Cybersecurity Training for Utilties |

Cybersecurity Training for Utilties

With growing concerns on securing critical infrastructure from cyber-attacks, Frakes Engineering joined 15 public and private sector organizations...

Recently we participated in a very unique exercise that was a government, public, private partnership of 15 entities. By utilizing the Muscatatuck Urban Training Center, a live, reality based training exercise was stood up for municipalities to bring their operators and superintendents to and experience first-hand what it’s like to operate a functional water plant while it is being hacked.

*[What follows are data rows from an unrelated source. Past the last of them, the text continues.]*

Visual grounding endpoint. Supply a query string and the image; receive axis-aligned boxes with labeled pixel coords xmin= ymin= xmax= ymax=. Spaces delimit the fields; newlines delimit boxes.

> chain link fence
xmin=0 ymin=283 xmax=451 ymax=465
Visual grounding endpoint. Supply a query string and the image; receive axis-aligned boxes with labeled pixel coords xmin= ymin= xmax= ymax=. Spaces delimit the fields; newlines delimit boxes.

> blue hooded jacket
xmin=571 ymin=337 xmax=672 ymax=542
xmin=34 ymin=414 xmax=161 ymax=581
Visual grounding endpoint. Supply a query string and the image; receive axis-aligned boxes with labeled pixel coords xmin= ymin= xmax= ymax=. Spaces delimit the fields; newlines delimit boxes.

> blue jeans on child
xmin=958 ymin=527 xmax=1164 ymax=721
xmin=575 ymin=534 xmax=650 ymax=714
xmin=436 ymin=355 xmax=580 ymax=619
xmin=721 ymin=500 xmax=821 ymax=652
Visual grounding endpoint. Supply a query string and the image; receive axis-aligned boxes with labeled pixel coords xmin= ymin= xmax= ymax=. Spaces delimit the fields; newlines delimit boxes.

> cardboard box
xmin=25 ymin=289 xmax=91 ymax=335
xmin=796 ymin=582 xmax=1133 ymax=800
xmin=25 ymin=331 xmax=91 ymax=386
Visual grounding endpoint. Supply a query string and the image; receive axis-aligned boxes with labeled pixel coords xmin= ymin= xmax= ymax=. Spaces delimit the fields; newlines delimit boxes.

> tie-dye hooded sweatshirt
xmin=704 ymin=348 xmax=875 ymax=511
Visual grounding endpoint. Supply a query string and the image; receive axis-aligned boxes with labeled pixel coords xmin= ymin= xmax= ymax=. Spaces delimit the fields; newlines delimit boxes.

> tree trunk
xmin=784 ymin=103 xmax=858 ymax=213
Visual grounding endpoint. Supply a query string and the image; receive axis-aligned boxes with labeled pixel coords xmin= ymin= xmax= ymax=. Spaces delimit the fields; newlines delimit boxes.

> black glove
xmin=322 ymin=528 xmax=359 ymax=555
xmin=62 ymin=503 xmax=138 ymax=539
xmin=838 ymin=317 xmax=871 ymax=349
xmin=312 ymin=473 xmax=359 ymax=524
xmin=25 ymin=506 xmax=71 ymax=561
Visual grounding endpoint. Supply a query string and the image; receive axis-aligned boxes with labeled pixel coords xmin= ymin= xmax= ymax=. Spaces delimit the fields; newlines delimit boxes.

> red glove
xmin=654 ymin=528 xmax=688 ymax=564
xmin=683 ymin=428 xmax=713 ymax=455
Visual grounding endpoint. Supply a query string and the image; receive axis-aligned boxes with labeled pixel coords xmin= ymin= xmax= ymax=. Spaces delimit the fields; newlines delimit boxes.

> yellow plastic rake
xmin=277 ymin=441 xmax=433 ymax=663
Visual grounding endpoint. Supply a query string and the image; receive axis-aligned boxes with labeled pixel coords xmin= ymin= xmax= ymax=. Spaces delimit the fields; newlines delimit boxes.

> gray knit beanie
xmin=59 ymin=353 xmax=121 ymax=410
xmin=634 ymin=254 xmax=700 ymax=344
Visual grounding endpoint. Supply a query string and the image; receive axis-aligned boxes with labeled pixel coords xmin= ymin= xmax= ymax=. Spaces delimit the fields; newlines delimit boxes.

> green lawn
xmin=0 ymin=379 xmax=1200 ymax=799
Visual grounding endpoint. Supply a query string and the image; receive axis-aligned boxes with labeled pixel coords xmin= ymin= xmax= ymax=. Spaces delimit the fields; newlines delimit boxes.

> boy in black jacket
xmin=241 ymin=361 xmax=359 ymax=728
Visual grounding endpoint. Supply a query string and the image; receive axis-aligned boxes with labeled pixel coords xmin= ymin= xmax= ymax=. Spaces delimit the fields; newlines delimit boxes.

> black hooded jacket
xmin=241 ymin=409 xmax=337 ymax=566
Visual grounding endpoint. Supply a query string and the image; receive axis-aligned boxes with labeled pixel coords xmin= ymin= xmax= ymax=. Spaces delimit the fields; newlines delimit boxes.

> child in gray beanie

The center, which runs “complex” operational training exercises for the Department of Homeland Security, the military, civilian emergency responders and such is a 1,00-acre self-contained town with its own hospital, schools, and most importantly to us, a fully functioning water treatment plant. The treatment plant was taken off line last year, providing us the perfect opportunity to conduct a very unique exercise. A SCADA system was put together that represents a typical small water system control system consisting of two PLC’s controlling a surface water treatment plant equipped with two high service pumps and chemical feed systems. Each team was briefed on the characteristics of the water system and trained on the SCADA system. Once the system was being operated by the exercise participants, a “red team” of hackers attacked the system in many of the ways described in this article.

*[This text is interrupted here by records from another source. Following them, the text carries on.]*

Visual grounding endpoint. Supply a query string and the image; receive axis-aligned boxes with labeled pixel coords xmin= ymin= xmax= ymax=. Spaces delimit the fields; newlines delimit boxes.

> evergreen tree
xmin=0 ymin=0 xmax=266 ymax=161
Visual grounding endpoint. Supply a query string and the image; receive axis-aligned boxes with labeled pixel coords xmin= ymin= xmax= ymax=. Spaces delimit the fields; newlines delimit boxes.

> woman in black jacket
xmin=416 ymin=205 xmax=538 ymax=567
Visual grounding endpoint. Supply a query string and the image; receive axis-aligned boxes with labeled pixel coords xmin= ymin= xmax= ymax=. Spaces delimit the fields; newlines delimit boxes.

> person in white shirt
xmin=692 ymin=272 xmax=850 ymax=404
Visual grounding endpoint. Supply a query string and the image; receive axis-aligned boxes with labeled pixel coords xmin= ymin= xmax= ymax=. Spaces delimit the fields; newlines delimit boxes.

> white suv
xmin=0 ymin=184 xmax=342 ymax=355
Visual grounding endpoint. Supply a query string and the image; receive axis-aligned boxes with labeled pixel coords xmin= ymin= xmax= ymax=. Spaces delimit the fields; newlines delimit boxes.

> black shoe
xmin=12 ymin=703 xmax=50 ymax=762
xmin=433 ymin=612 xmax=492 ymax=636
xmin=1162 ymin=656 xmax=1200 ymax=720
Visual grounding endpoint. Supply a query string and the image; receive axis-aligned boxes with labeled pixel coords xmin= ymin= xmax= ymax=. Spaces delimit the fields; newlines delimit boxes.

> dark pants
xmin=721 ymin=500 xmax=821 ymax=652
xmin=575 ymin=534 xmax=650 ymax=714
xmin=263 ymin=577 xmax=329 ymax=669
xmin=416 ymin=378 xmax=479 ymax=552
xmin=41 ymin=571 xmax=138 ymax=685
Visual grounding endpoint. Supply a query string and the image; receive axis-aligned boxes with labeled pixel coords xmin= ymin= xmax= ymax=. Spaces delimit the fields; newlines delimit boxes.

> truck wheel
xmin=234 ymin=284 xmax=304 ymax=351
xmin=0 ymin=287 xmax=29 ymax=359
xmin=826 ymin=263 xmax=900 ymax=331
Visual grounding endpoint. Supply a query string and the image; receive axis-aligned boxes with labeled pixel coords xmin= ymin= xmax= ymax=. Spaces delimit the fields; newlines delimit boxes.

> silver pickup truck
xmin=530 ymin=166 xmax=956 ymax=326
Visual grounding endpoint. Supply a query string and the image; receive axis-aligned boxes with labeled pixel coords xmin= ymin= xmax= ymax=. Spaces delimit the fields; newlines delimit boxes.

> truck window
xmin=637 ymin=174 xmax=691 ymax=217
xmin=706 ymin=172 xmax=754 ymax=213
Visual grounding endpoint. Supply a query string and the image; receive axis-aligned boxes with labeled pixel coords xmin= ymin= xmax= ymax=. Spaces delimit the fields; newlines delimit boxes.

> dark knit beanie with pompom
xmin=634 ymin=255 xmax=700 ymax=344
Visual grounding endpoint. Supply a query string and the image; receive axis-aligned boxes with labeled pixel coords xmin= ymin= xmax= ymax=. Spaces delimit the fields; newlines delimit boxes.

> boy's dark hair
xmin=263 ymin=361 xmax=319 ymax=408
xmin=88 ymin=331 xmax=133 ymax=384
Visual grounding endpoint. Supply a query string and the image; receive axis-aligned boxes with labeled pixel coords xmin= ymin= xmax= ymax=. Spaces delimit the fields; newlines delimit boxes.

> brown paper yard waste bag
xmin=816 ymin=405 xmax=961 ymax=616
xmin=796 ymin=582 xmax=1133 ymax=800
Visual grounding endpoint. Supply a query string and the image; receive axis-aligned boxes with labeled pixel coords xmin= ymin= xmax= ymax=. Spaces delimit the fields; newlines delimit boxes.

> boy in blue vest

The operators were exposed to several attacks where they lost control of their plant and distribution systems. Once they determined that what they were seeing on their SCADA system was not in fact reality they then were exercised on how to respond and take manual control, who to notify they were the victims of a cyberattack and how to get their system secured and operational again, while not destroying forensic evidence that the State Police and the FBI would be able to use to track down the perpetrator.